Roanoke Times Copyright (c) 1995, Landmark Communications, Inc. DATE: THURSDAY, October 6, 1994 TAG: 9410060021 SECTION: BUSINESS PAGE: B-10 EDITION: METRO SOURCE: FROM STAFF AND WIRE REPORTS DATELINE: LOUISVILLE, KY. LENGTH: Medium
The agreement between Columbia-HCA Healthcare Corp. and HealthTrust Inc. comes amid widespread consolidation in the health care industry.
The companies said late Tuesday they expect annual savings of about $125 million from the transaction. Together, their combined annual revenue is expected to exceed $15 billion.
``This consolidation will enhance our efforts with physicians and managed care organizations as we together seek cost-efficient, quality results,'' said R. Clayton McWhorter, chairman and chief executive of the Nashville, Tenn.-based HealthTrust.
Currently, Columbia operates 195 hospitals with 44,000 beds, and HealthTrust has 116 hospitals with 16,000 beds. In the past, Columbia has bought hospitals and then closed them so they wouldn't compete with hospitals it already owned.
Among the hospitals involved are Lewis-Gale Hospital and Lewis-Gale Psychiatric Center in Salem and Clinch Valley Medical Center in Richlands, all owned by Columbia, and Montgomery Regional Hospital in Blacksburg and Pulaski Community Hospital, all owned by HealthTrust.
Last week, the five hospitals announced the formation of Southwest Virginia Health Alliance so that they could market themselves as a group to managed care health plans. The merger of the parent companies should only reinforce the cooperative plans of the five Western Virginia hospitals, an official said Wednesday.

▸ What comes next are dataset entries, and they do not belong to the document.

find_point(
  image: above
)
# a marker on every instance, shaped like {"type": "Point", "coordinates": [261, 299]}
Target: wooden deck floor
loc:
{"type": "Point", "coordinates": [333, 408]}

"We haven't considered the implication of it, except that friends we had in the alliance will now become family," said Karl Miller, president of Lewis-Gale Hospital.
The alliance brought together the hospitals and physician groups in each community into a network to compete for health care business. That mission still holds, Miller said. The sixth member of the alliance, St. Luke's of Bluefield, W.Va., is also part of the new family because it is one of five hospitals Columbia owns in West Virginia.
Bernard McDonagh, a securities analyst who follows health company stocks for Piper Jaffray Cos. in Minneapolis, said Wednesday the merger may raise antitrust concerns, because Columbia's dominance of some markets could give it control over prices.
``That's a concern regulators have. They're intent is not to let anyone achieve near monopoly power,'' he said. ``If you got over 35 percent market share they'd begin to get concerned.''
Columbia has 25 percent to 30 percent of the customers in many of the areas it now operates, he added. Lewis-Gale's Roanoke Valley market share falls into that category.
McWhorter will be chairman of the board of the new company. Thomas F. Frist Jr., Columbia's chairman, will be vice chairman of the new company and Richard L. Scott, president and chief executive of Columbia, will keep his current positions.
The boards of the two companies finally agreed to the merger late Tuesday, Rosalyn Elton, vice president of finance for Columbia, said in a telephone interview.
Columbia will pay 0.88 share of its stock for each HealthTrust share and assume about $1.8 billion in HealthTrust debt. Elton said the stock portion of the transaction works out to $3.6 billion when Columbia's Tuesday stock close is used.
In trading Wednesday on the New York Stock Exchange, Columbia stock fell $2 a share, closing at $40.75, reflecting investor concern about the implications of the deal. HealthTrust's shares rose $2.25 to $34.25.
The merger requires regulatory approval and the acceptance of shareholders, who are expected to vote on the proposal early next year.
Staff writer Sandra Brown Kelly contributed information to this report.